Modeling and FE analysis of damped vibrations for fluid-structure coupled systems

Rodolfo Rodriguez
Department of Mathematical Engineering
University of Concepcion
Chile

Abstract: Transmission of vibrations from an elastic structure to an ideal acoustic fluid is considered when both media are separated by a thin layer of a noise damping viscoelastic material. Much attention is currently been paid to this kind of problems, mostly related to the goal of decreasing the noise level in aircrafts and cars. A simplified mathematical model is used for the damped transmission conditions. A finite element method, which proved to be efficient to compute undamped coupled vibrations, is applied to the damped problem. It consists of using standard finite elements for the structure combined with Raviart-Thomas elements for the fluid displacements. Convergence is proved and error estimates are provided. Numerical results are given for some 2D and 3D problems.

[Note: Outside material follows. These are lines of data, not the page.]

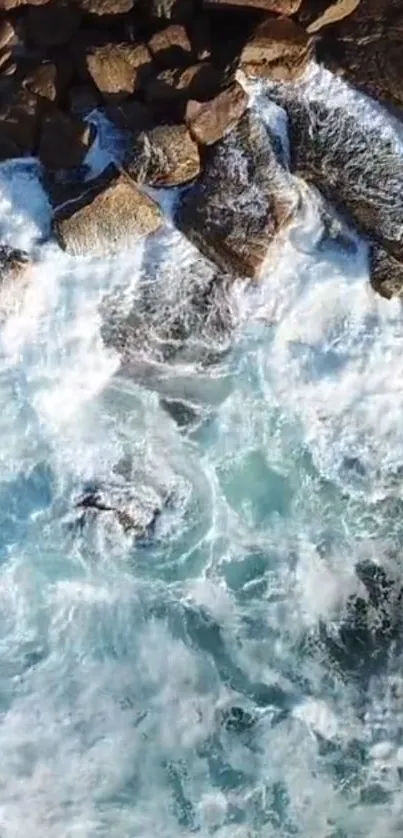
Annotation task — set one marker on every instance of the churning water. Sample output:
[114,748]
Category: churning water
[187,683]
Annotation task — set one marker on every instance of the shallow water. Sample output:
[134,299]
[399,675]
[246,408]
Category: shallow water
[121,663]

In particular, a Reissner-Mindlin plate in contact with a fluid is considered. Response curves exhibiting the classical peaks at resonance frequencies are presented and these peaks are related with the real parts of the complex eigenvalues of this problem. Finally, the damped vibrations of a fluid contained in a rigid cavity with its walls covered by the damping material is considered. In this simpler case, a thorough mathematical and numerical analysis of the arising quadratic eigenvalue problem is performed.